Sidwell (2005) reconstructs the consonant inventory of proto-Katuic as follows:

|  |  | Labial | Alveolar | Palatal | Velar | Glottal |
| Plosive | voiceless | *p | *t | *c | *k | *ʔ |
| voiced | *b | *d | *ɟ | *ɡ |  |
| implosive | *ɓ | *ɗ | *ʄ |  |  |
| Nasal |  | *m | *n | *ɲ | *ŋ |  |
| Liquid |  | *w | *l, *r | *j |  |  |
| Fricative |  |  | *s |  |  | *h |

This is identical to reconstructions of proto-Austroasiatic except for /*ʄ/, which is better preserved in the Katuic languages than in other branches of Austro-Asiatic, and which Sidwell believes was also present in Proto-Mon Khmer.

==Lexical isoglosses==
Paul Sidwell (2015:185–186) lists the following lexical innovations unique to Katuic that had replaced original Proto-Austroasiatic forms.

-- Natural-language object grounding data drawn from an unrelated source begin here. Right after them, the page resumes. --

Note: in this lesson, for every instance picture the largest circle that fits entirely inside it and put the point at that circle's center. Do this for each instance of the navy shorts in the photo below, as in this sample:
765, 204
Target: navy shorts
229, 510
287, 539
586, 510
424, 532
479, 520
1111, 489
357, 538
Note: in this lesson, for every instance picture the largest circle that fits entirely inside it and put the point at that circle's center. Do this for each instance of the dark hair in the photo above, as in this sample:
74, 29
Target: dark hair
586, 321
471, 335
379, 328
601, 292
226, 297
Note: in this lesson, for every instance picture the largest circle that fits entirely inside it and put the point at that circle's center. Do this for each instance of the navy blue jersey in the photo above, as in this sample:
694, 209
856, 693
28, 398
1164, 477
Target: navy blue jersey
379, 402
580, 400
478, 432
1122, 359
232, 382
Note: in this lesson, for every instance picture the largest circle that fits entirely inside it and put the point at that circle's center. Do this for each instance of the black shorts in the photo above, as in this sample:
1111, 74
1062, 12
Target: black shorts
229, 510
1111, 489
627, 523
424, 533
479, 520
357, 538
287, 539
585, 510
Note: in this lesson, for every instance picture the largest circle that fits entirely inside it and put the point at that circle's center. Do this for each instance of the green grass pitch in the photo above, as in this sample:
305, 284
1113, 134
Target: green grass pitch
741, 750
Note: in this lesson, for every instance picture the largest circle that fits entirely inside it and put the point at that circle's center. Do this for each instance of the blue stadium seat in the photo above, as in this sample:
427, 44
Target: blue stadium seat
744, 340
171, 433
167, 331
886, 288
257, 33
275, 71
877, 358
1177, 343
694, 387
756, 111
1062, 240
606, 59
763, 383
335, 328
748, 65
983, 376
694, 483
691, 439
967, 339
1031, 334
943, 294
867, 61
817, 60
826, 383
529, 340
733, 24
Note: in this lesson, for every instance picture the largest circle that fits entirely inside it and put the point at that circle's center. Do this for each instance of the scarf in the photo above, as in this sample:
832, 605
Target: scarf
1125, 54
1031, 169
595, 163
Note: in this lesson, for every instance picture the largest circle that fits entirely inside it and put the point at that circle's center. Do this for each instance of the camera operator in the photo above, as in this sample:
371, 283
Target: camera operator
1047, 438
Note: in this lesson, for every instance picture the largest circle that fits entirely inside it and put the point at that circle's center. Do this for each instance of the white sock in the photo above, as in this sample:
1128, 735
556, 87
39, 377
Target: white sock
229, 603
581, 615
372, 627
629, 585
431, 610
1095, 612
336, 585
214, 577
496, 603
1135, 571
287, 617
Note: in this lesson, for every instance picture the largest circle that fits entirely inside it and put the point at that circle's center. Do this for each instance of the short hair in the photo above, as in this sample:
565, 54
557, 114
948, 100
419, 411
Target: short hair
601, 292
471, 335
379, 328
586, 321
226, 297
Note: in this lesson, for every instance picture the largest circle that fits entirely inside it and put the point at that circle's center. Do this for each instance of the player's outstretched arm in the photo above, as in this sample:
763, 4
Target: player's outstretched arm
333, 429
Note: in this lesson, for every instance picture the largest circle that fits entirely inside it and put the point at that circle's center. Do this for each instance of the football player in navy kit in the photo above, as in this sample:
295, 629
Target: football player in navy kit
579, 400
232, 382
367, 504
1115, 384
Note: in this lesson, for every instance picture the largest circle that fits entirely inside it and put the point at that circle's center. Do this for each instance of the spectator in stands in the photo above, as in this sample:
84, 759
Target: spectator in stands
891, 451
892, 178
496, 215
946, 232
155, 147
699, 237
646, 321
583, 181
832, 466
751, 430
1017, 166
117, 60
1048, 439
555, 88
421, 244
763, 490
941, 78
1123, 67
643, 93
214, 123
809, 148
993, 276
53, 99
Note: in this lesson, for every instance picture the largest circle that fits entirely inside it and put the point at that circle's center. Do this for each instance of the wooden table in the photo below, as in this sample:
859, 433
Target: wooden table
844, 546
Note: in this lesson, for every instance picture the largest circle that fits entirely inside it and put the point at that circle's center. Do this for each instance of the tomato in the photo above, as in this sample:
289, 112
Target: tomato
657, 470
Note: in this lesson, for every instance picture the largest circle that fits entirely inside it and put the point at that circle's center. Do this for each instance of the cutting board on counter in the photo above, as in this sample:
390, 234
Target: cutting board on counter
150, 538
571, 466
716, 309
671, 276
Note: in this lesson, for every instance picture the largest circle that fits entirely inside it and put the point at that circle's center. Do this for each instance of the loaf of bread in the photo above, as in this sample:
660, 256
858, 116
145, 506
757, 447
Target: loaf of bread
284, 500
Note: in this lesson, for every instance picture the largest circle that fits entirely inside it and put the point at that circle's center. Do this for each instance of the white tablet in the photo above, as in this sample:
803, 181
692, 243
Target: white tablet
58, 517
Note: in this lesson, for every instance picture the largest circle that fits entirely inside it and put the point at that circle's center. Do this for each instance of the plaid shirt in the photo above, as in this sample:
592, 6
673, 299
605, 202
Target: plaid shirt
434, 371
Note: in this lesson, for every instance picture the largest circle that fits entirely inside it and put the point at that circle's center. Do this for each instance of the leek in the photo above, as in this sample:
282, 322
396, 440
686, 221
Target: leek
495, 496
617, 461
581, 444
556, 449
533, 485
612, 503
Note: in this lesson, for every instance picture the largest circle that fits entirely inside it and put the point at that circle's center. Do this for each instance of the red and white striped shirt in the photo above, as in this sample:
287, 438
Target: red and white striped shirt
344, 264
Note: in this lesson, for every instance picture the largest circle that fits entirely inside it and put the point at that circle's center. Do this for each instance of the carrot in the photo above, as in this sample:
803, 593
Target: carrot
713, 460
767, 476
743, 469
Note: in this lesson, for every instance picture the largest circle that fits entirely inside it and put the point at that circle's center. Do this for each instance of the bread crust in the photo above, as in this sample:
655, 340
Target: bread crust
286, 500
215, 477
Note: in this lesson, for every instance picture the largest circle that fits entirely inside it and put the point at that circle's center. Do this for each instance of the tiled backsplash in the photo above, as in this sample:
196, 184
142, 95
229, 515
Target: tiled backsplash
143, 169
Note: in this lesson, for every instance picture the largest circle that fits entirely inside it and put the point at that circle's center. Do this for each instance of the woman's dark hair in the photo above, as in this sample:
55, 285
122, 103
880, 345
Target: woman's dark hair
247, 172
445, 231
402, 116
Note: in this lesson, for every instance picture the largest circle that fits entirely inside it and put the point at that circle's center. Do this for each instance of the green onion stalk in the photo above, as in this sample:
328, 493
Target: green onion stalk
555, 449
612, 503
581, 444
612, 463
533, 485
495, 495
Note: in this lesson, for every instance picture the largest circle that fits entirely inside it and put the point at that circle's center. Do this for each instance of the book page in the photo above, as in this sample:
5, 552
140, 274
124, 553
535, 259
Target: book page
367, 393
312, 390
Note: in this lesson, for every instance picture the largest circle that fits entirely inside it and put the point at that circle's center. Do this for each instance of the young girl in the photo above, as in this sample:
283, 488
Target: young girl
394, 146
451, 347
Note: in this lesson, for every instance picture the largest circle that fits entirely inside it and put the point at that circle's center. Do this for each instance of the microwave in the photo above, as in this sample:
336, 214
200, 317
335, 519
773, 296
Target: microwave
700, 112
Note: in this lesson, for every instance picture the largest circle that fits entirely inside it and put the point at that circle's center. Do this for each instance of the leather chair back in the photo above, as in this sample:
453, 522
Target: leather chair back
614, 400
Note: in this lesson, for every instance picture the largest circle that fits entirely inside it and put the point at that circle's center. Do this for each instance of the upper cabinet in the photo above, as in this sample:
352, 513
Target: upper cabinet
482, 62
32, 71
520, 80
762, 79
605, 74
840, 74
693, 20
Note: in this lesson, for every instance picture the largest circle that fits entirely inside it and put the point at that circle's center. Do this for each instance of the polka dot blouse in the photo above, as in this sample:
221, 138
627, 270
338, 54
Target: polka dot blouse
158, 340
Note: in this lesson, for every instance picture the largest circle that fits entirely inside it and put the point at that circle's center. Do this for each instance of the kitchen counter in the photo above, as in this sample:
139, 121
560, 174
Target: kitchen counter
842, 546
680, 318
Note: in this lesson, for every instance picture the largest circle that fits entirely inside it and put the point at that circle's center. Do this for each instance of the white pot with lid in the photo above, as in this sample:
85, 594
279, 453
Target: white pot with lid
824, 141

| Gloss | Proto-Katuic | Proto-Austroasiatic |
|---|---|---|
| wife | *kɗial | *kdɔːr |
| year | *kmɔɔ | *cnam |
| cobra | *duur | *ɟaːt |
| mushroom | *trɨa | *psit |
| bone | *ʔŋhaaŋ | *cʔaːŋ |
| six | *tbat | *tpraw |
| eight | *tgɔɔl | *thaːm |
| head | *pləə | *b/ɓuːk; *kuːj |

Sidwell (2015:173) lists the following lexical isoglosses shared between Katuic and Bahnaric.

| Gloss | Proto-Katuic | Proto-Bahnaric | Notes |
| bark of tree | *ʔnɗɔh | *kɗuh |
| claw/nail | *knrias | *krʔniəh | cf. Khmer kiəh 'to scratch' |
| skin | *ʔŋkar | *ʔəkaːr |
| to stand up | *dɨk | *dɨk | may be borrowed from Chamic |
| tree/wood | *ʔalɔːŋ | *ʔlɔːŋ | cf. Proto-Khmuic *cʔɔːŋ |
| crossbow | *pnaɲ | *pnaɲ | cf. Old Mon pnaɲ 'army' |
| horn | *ʔakiː | *ʔəkɛː |  |
| palm, sole | *trpaːŋ | *-paːŋ |
| salt | *bɔːh | *bɔh |  |
| to steal | *toŋ | *toŋ |  |
| ten | *ɟit | *cit |  |

Furthermore, Gerard Diffloth (1992) lists the words 'centipede', 'bone', 'to cough', 'to fart', 'to breathe', and 'blood' as isoglosses shared between Katuic and Vietic. A Vieto-Katuic connection has also been proposed by Alves (2005).